The NBC broadcast nicely contrasts the demands that glucose monitoring and insulin shots impose on Type I diabetes patients with the tremendous uncertainty associated with experimental stem cell treatments that might free patients from these daily routines. It summarizes the treatment’s apparent benefits and potential harms, as well as ethical concerns about exporting research on dangerous treatments to countries such as Brazil where patients may not fully understand the risks. If the broadcast has a weakness, it is that it fails to mention the limitations inherent in any small, nonrandomized, nonblinded study with short follow-up that investigates a new treatment in patients with a chronic disease requiring lifelong care. (See “Evidence” above.) Even if the treatments were relatively safe and conducted in the U.S., viewers should understand that such studies are awash in potential biases and should always be approached with caution.
There was no discussion of the cost of this experimental procedure, and although it is an experimental procedure, some attempt could have been made to project costs.
The broadcast states that 14 of 15 patients “seem to be cured because they have not needed insulin shots for as long as three years.” This is the main finding of the research and a reasonable summary of the therapy’s benefit.
The broadcast outlines the harms that this “potentially very dangerous procedure” might cause (e.g. infection) as a result of knocking out a patient’s immune system.
The broadcast explains that 14 of the 15 patients who received the experimental treatment no longer need injections of insulin to control their diabetes. Though the broadcast cites experts urging caution about the safety of the new therapy, no one points out that even if the procedure were safe, the remarkable findings could be the result of chance or bias. As the researchers point out in their published manuscript, these findings will need to be validated in studies that randomly assign patients to both the new treatment and a comparison therapy (such as standard care or a sham), assess their health using clinicians who do not know which treatment each patient received, and conduct tests to explain how exactly the new treatment seems to work. Because there is often a period of remission after the onset of Type I diabetes in which patients appear to improve without extraordinary measures, doctors will also have to follow both groups of patients for a longer period of time.

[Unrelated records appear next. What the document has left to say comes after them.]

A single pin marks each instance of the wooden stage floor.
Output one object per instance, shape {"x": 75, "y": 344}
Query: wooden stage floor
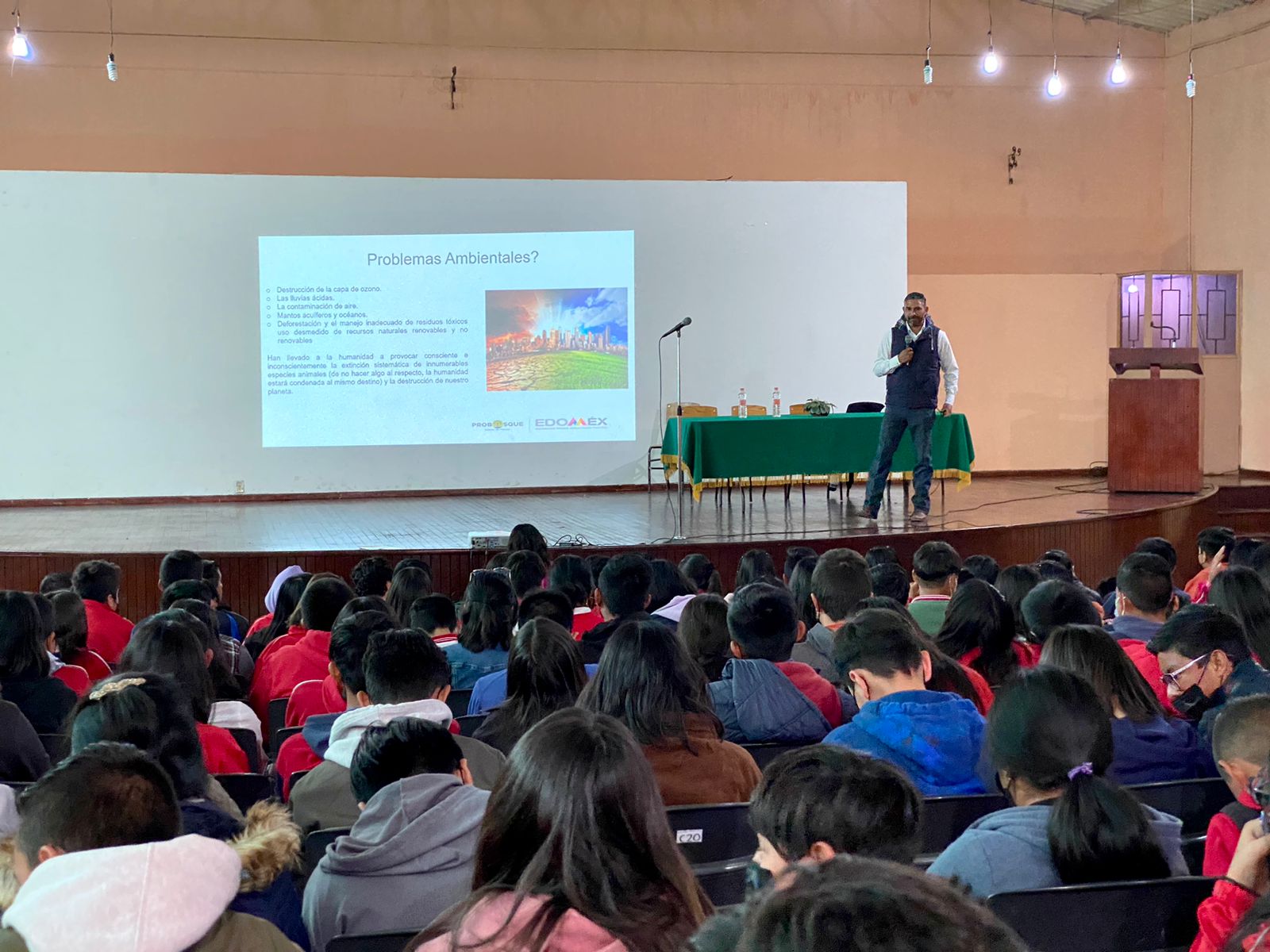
{"x": 606, "y": 518}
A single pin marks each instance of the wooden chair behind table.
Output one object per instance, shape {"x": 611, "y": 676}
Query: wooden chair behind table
{"x": 654, "y": 454}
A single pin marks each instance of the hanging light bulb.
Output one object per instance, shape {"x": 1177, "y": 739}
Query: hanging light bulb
{"x": 21, "y": 48}
{"x": 1119, "y": 76}
{"x": 1054, "y": 86}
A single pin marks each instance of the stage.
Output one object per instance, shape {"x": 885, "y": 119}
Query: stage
{"x": 1013, "y": 518}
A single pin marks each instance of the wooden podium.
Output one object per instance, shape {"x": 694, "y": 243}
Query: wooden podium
{"x": 1153, "y": 440}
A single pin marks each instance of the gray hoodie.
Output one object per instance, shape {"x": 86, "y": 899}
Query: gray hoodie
{"x": 406, "y": 860}
{"x": 1009, "y": 850}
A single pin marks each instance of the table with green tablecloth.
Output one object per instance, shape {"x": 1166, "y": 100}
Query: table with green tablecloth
{"x": 779, "y": 450}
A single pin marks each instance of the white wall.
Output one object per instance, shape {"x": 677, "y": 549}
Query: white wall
{"x": 131, "y": 325}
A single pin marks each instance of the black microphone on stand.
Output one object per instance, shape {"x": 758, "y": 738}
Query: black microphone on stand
{"x": 677, "y": 328}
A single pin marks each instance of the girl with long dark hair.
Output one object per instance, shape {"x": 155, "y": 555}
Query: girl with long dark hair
{"x": 575, "y": 852}
{"x": 1049, "y": 742}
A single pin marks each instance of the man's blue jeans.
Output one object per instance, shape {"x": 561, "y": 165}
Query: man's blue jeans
{"x": 895, "y": 422}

The broadcast, though cautious (and limited by TV’s self-imposed time constraints), does not explain this.
The broadcast balances statements from a cautious but hopeful coauthor of the new research with those of both a concerned academic ethicist and the mother of a young girl who has Type I diabetes.
The broadcast transcript mentions insulin injections, the standard of care for Type I diabetes. In addition, the video shows a seven-year-old girl managing her disease through a daily routine of glucose monitoring and insulin shots–an effective way to illustrate the discipline and hardships the current standard therapy imposes on children with the disease, as well as why new approaches would be so welcome.
The story makes it clear that this is an experimental treatment and not widely available.
The broadcast suggests that this form of stem cell therapy is new. This is true, though experimentation with similar treatments for Type I diabetes go back to the 1990s.
No obvious use of text from the press release.